Fourth chief justice. On 1 November 2013, Justice Hamdan Zoelva was elected as the fourth chief justice for the period 2013-2016. Hamdan, a former member of parliament from the Muslim-based Crescent Star Party (Partai Bulan Bintang or PBB), was elected by his colleagues after two rounds of voting. Hamdan spoke of the need to reform faith in the court and said he would create a permanent ethics council to oversee the conduct of justices.

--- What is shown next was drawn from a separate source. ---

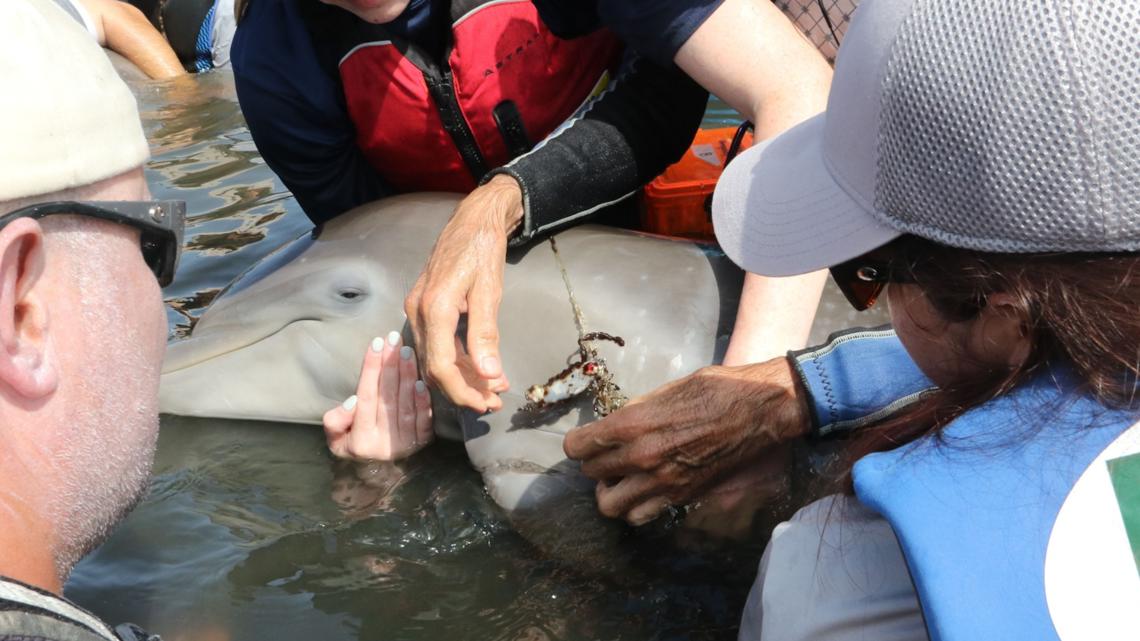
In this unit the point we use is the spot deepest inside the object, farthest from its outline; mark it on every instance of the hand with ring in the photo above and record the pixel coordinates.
(389, 418)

Some observers, however, doubted that it would be easy for Hamdan to introduce such changes.

Fifth chief justice. On 14 January 2015, Justice Arief Hidayat was elected as the fifth chief justice. In December 2017, he denied committing an ethics violation by lobbying the House of Representatives for an extension of his term in office. He admitted to meeting legislators at a Jakarta hotel but denied doing any lobbying. He came under criticism over alleged backroom deals regarding the House’s inquiry into the Corruption Eradication Commission (KPK) under the 2014 Legislative Institutions Law (MD3), which was under review by the Constitutional Court. Academicians in February 2018 demanded he step down for alleged ethical violations. He was re-elected to serve a second and final term until 2023 but he was replaced in April 2018.

Sixth chief justice. On 2 April 2018, Justice Anwar Usman was elected as the sixth chief justice. He is due to serve to 2020.